The sun's not setting, but it's getting lower in the sky

And so that's how I see it. Others may not agree, but for some reason I like to find two or three points that seem to be the root cause of the problem. I guess it's something of a baseball butterfly effect -- had things been different in these particular instances, then maybe, just maybe, everything would have turned out better in the end (or to this point).
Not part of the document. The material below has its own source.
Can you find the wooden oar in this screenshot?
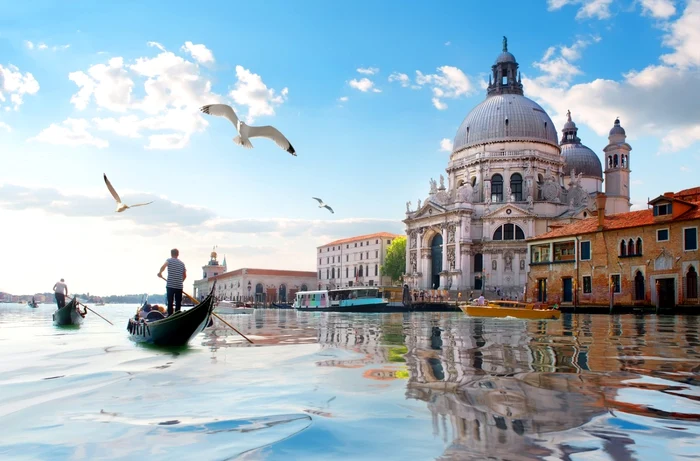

As for this road trip, I can't see how anyone thinks this time will be any better than the last one. It's now August. There are two months left in the season, 29 home games and 28 road games (if I counted and subtracted correctly in my head). If the Mets play at their current rates at home and on the road, they'd go 51-30 at Citi and 30-51 on the road. Yes, folks, that's a .500 season. Except, for this road trip to "make" them, they need to do no worse than 4-2. There's not enough time left to break even in six games in Atlanta and Philly, not when there is another trip to each one still to come. They have to make close ground, winning two out of three at each stop this week. They can't afford any steps back.

And I don't think they can do it. The sun may not have set on this season, but it's casting some very long shadows.

My one final thought to wrap up this discourse is this: After the heartbreak of 2007 and '08 and the frustration of nothing going right in 2009, I just wanted a competent, competitive team. I let myself get excited over first place at the end of April and half a game out five weeks ago. I enjoy it when my teams are winning and I can't stand to criticize and nitpick their faults. I know someone who gets worked up over every at-bat, nearly every pitch. I just can't be a fan like that. I just wanted a team that had a chance to finish a strong second in the division, to look down on the Braves or Phillies, even if it meant the other one was on top and some team from the West was the Wild Card winner.

So much for that. Guess I'll have to look for some room on that Reds bandwagon. It'd be nice to see some fresh blood make some noise in October.